I’ve been visiting Manchester Art Gallery since my student days. Mr T and I would spend many Sunday mornings “mooching” around the exhibitions, and when the teen was a “tiny tot”, few trips into town were complete without popping in to see what was new.
In recent years, the creative team behind the gallery exhibitions have brought a vibrancy to the gallery, fresh, modern and fun are words I use to describe the space to people who aren’t familiar with this “gem” (alongside the traditional pieces in the collection which are on permanent display).
I had been looking forward to visiting the latest exhibition, Joana Vasconcelos’ Time Machine and when I heard that a curator tour and talk by Emma Varnam had been organised as part of the “Thursday Late” series I knew this was the perfect opportunity to make a visit (I’ll be honest, the first of many, I already have plans to go back and to take the Teen when she comes home for Easter.
Big Booby 2
I’ve written quite a long piece here, although it hardly seems to do the exhibition justice.
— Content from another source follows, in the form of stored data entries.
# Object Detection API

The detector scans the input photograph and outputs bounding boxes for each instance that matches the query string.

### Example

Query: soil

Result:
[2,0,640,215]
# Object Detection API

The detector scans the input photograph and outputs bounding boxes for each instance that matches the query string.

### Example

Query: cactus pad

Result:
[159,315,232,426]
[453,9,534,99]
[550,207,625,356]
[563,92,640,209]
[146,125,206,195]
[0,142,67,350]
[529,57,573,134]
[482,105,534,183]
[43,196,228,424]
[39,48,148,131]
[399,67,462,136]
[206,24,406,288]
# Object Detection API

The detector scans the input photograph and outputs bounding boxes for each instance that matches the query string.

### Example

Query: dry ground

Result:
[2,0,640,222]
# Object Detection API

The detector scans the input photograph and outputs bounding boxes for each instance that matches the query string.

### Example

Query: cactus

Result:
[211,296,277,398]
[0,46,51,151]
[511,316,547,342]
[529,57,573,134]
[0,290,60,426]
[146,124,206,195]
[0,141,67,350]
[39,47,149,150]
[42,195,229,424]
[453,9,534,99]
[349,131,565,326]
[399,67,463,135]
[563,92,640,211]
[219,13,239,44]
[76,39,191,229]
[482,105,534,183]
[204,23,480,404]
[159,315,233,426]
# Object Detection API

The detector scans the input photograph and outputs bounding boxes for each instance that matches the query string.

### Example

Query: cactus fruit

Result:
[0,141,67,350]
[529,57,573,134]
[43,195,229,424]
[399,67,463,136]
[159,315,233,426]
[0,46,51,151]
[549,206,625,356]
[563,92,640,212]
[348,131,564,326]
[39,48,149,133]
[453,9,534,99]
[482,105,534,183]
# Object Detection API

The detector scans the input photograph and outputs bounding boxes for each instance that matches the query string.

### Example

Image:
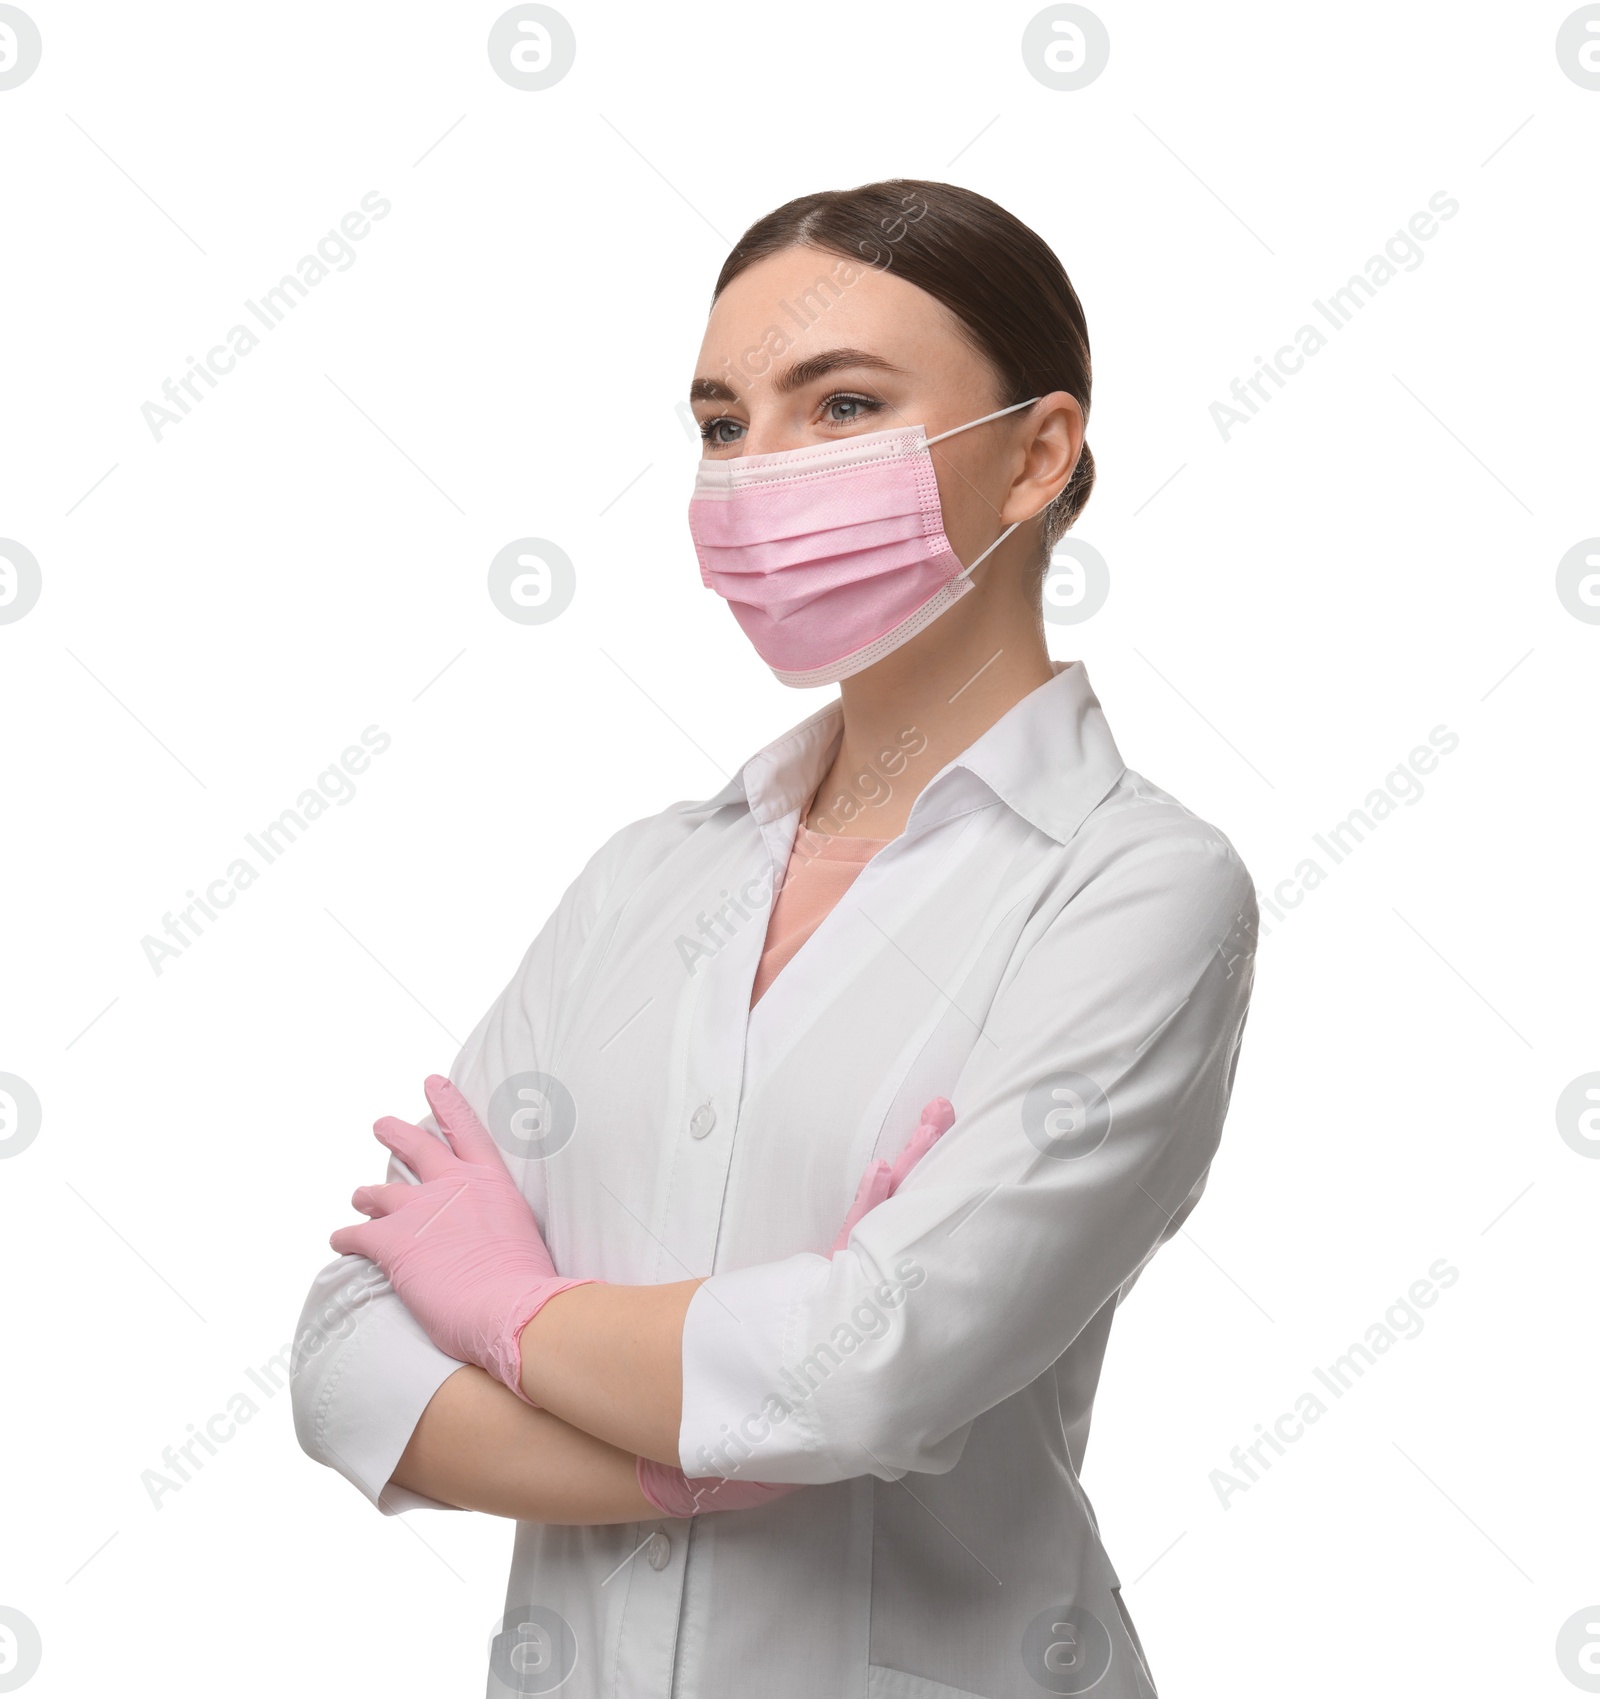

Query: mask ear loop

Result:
[955,520,1020,581]
[923,396,1040,446]
[922,396,1041,580]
You really need to see it for yourself. These photos are only a small snapshot of what is on display – and I’ve mostly included the textile pieces – there’s much more to see throughout the gallery.
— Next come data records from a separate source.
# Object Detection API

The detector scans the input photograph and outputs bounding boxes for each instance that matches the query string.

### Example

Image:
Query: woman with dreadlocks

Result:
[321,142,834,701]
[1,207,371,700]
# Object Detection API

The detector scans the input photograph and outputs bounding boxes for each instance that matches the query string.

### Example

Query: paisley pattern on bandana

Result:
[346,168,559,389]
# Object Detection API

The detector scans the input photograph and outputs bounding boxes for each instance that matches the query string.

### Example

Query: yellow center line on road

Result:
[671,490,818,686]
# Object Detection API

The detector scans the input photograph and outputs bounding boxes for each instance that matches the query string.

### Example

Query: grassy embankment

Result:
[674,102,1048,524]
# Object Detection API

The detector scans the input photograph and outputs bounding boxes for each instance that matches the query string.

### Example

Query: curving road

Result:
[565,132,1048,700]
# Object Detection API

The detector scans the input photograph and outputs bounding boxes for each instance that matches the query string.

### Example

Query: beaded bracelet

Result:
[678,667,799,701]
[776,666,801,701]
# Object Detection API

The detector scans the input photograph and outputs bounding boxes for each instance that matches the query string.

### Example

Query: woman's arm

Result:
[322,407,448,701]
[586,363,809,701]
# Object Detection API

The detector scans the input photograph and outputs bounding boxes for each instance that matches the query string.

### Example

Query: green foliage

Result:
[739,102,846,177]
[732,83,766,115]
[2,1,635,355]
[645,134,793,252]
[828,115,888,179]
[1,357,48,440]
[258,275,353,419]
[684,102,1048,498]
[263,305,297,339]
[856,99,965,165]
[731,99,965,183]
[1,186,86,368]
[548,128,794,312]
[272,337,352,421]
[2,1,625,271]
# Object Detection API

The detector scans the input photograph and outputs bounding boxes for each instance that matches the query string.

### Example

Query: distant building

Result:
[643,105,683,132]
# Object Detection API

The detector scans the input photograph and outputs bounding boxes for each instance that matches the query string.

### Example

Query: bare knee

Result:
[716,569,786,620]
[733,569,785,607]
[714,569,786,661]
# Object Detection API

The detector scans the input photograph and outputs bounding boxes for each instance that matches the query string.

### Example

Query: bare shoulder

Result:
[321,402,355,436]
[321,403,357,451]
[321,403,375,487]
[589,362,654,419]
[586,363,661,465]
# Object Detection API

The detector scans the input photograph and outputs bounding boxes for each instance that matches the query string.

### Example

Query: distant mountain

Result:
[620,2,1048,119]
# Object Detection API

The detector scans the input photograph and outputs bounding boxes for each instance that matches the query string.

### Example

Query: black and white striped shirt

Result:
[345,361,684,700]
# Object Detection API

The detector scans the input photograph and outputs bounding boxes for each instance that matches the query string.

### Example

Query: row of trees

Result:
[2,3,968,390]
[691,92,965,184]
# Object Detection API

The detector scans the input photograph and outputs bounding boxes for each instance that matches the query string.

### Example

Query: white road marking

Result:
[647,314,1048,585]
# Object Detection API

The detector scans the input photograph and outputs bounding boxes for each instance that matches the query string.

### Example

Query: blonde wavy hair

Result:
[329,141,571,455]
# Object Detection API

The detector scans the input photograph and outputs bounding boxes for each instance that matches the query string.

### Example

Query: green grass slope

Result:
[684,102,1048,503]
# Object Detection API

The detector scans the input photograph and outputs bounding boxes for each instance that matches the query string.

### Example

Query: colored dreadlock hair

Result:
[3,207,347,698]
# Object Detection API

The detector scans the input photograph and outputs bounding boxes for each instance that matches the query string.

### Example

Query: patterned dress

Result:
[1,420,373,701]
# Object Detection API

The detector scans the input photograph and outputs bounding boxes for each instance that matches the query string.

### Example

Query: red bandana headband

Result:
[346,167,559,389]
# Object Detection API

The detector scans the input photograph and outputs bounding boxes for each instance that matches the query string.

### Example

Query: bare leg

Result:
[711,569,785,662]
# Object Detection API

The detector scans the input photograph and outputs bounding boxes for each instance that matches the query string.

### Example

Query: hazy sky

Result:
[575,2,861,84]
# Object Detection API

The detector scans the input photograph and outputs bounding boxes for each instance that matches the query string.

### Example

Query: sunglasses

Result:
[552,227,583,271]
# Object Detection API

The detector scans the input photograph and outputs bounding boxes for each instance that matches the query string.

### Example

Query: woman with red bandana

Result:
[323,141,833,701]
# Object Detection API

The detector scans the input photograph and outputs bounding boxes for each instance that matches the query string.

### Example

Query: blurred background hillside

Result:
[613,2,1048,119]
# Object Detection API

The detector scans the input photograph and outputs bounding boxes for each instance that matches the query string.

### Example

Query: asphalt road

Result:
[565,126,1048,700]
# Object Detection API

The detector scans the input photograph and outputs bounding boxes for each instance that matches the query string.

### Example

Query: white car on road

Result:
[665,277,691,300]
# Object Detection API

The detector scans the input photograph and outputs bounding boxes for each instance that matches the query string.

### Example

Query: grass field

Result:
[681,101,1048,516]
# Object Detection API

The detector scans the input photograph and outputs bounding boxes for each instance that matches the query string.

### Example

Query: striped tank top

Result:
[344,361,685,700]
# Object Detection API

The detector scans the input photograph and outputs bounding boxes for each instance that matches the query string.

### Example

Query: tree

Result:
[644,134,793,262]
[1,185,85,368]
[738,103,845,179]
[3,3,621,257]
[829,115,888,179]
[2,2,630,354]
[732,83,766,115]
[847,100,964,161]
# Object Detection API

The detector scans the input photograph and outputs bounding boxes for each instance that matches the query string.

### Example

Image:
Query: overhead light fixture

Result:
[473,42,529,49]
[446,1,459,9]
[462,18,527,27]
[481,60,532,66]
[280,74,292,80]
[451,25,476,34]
‘Joana Vasconcelos: Time Machine’
Described by the gallery as “seductive and subversive”, Joana Vasconcelos has brought her large-scale sculptures to Manchester for an exclusive site specific exhibition which runs until 1st June. This major new show features over twenty of the Portuguese artist’s most significant sculptures, which fill the gallery’s major exhibition spaces, adorn the exterior of the gallery and can also be found within the gallery’s permanent collection in spaces across the whole gallery building. It’s a breathtaking sight to walk into the building and see Britannia in all her glory!
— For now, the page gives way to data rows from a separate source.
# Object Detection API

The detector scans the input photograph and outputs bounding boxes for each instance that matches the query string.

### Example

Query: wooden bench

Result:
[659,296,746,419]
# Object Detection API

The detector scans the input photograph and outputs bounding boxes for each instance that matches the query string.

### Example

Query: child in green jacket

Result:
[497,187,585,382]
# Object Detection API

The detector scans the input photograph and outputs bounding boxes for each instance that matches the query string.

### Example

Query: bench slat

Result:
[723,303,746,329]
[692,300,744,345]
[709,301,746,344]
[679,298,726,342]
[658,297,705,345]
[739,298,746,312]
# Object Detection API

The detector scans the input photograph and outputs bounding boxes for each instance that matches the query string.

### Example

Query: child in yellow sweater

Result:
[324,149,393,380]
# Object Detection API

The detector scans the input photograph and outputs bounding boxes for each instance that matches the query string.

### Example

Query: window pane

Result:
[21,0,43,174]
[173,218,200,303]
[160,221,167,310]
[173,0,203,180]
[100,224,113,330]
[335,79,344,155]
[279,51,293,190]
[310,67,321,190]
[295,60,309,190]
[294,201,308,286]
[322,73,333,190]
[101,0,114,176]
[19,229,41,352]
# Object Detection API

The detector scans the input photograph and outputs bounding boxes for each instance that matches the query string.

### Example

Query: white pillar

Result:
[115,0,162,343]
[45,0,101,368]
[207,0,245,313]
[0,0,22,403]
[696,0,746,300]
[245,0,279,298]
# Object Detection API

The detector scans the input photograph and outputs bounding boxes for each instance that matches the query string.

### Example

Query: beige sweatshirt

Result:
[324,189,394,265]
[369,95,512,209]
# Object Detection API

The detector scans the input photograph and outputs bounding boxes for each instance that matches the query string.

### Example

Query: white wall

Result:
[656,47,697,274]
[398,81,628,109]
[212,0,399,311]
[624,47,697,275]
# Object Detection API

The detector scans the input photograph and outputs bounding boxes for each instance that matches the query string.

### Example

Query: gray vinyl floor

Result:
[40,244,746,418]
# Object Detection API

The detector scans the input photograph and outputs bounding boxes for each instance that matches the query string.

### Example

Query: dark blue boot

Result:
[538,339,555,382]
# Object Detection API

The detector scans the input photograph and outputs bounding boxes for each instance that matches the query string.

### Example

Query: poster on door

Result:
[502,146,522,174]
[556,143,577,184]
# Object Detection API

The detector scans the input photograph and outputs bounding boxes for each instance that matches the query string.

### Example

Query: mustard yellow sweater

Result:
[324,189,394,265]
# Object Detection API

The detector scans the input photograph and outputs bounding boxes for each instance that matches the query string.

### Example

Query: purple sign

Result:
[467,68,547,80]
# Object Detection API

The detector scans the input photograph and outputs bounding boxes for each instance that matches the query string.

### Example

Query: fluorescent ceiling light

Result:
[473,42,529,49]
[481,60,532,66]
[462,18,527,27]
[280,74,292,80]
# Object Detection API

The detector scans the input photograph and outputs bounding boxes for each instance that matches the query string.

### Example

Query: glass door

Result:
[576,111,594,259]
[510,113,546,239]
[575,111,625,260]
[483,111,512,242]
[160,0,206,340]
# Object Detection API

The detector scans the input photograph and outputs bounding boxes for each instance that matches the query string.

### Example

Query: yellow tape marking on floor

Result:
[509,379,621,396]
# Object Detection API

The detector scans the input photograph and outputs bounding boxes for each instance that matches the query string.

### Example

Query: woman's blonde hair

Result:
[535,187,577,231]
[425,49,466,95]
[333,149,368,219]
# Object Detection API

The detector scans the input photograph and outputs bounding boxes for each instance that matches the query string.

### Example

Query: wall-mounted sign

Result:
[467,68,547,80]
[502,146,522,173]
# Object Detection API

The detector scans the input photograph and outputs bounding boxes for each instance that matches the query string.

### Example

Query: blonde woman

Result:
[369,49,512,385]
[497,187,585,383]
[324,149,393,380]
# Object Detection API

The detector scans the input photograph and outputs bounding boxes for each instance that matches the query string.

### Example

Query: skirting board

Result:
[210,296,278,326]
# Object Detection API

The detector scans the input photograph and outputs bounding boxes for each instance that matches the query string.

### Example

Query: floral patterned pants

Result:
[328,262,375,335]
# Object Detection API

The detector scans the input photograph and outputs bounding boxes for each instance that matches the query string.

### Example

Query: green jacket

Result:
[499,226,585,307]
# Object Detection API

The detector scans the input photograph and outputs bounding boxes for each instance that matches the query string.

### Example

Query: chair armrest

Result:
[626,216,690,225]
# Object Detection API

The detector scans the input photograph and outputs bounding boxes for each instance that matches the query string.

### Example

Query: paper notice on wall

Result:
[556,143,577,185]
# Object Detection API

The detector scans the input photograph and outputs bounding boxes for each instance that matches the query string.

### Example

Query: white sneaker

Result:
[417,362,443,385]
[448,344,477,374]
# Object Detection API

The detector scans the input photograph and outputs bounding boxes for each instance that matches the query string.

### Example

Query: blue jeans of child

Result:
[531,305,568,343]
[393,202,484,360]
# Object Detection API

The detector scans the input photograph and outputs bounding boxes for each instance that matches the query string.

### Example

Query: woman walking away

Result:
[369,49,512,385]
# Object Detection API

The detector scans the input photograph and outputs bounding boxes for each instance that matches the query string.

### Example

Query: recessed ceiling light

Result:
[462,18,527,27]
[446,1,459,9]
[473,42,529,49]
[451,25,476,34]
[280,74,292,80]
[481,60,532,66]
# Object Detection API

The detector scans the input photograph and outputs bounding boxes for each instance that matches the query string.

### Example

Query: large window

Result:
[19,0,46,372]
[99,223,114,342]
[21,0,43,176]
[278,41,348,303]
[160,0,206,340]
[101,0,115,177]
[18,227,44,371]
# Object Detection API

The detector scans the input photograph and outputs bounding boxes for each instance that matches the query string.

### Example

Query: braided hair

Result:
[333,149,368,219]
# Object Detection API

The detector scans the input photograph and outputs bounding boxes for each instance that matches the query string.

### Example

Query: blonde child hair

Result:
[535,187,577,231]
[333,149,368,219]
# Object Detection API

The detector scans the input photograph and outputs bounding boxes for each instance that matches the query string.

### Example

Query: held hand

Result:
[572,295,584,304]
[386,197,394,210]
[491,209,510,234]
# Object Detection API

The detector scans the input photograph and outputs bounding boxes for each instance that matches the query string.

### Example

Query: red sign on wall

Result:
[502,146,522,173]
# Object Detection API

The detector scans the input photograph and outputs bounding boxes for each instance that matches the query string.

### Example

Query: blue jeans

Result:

Britannia (2014) is made up of brightly coloured organic forms that cascade down the stairs from the main exhibition galleries and spill over the balconies into the atrium. Britannia is composed of many fabric elements including knitting and crochet, fine silks and cotton velvets (referred to as Manchester cloth across much of the world), recycled clothes and industrially produced textiles, embellished with Portuguese tassels, crystals and beads in a riotous patchwork of patterns, shapes and textures.hanging. Our enthusiastic curator described how this new piece, from the iconic ‘Valkyries’ series is inspired by a previous work, Contamination, which was originally conceived for the Pinacoteca do Estado de São Paulo in 2008 and reconfigured for the historic Palazzo Grassi in Venice in 2011. Listening to the curator describe how the piece was commissioned and installed was mesmerising. I would never have thought the huge pieces were held together with zips! Pom poms, fringing, fur yarn all feature in a playful and quirky piece which really defies description no matter how hard I try.
Tutti Frutti 2011
Two of my favourite pieces, The sculptures Tutti Frutti (2011) and Fruit Cake (2011) from the series “Treats” are positioned outside the gallery on either side of the building (Princess Street and Nicholas Street). These works, an oversized ice-cream cone and a giant cupcake, are made from plastic toys used by children to cast shapes in sand and they are truly captivating. It’s rare to see small children slow down as they approach the gallery building, but I watched mothers with pushchairs stand while their little ones simply gazed at the huge sculptural ice cram cornet.
Fruit Cake 2011
Quoted in the press release I received about the event Joana Vasconcelos says: “It is a privilege to see my work go on show in Manchester Art Gallery’s remarkable spaces. I am particularly proud of the dialogue established between Manchester Art Gallery’s collection and my works, as well as the interaction between the city’s history and traditions and other realities of entirely different provenances – such as those specific to my homeland. Time Machine will certainly be one of the most challenging and noteworthy shows of my career.”
Bond Girl 2014
About Joana Vasconcelos
Joana Vasconcelos is a Portuguese artist, born in Paris in 1971, who lives and works in Lisbon, Portugal. Primarily a sculptor, she is renowned for her sense of scale, choice of materials and mastery of colour. A meticulous craftsmanship connects all her work which is ambitious, seductive, humorous and exuberant. She achieved major international recognition when her sculpture The Bride, a 5m high chandelier comprised of 25,000 tampons, was exhibited at the Venice Biennale in 2005. Since then her career has gone from strength to strength including recent solo exhibitions at the Château de Versailles in 2012 (where she was the first woman and the youngest artist ever to exhibit work), Palácio Nacional da Ajuda, Lisbon in 2013 and Trafaria Praia, the Portuguese Pavillion at the 55th Venice Biennale in 2013.